Factsheet: Health Worker Crisis in Africa

(October 2005)  Health workers – nurses, doctors, pharmacists, community health workers, laboratory technicians, physician assistants, and many more – are at the core of health systems everywhere.  Where there are health worker shortcomings, health systems will suffer, resulting in preventable death and disease.  Where health workforces are in crisis, health systems will be in crisis.  Such is the case in many countries in sub-Saharan Africa.

The Scope of the Crisis
In Africa, a mere 1.3% of the world’s health workers struggle against all odds to combat fully 25% of the global disease burden.1   An eminent group of more than 100 global health experts estimate Africa’s shortage of health workers at 1 million; other estimates find the shortage to be even greater.2   While the numbers and types of health workers will vary by country, these statistical snapshots leave no doubt as to the scope of the crisis. 

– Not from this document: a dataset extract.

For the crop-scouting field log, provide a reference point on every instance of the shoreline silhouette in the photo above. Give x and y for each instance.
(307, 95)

The Causes of the Health Worker Shortage
The particular causes of shortages also vary by country, but there are common threads.  HIV/AIDS is taking a major toll on the health workforce, including through death and illness of the health workers themselves and the enormous stress AIDS is placing on health systems.  Health sectors have been massively under-funded – in 1997, least developed countries were spending an average of $11 per capita from all sources on health3  – affecting all aspects of health systems, especially health workers, who have frequently been undervalued, and whose numbers stagnated under restrictive structural adjustment policies.  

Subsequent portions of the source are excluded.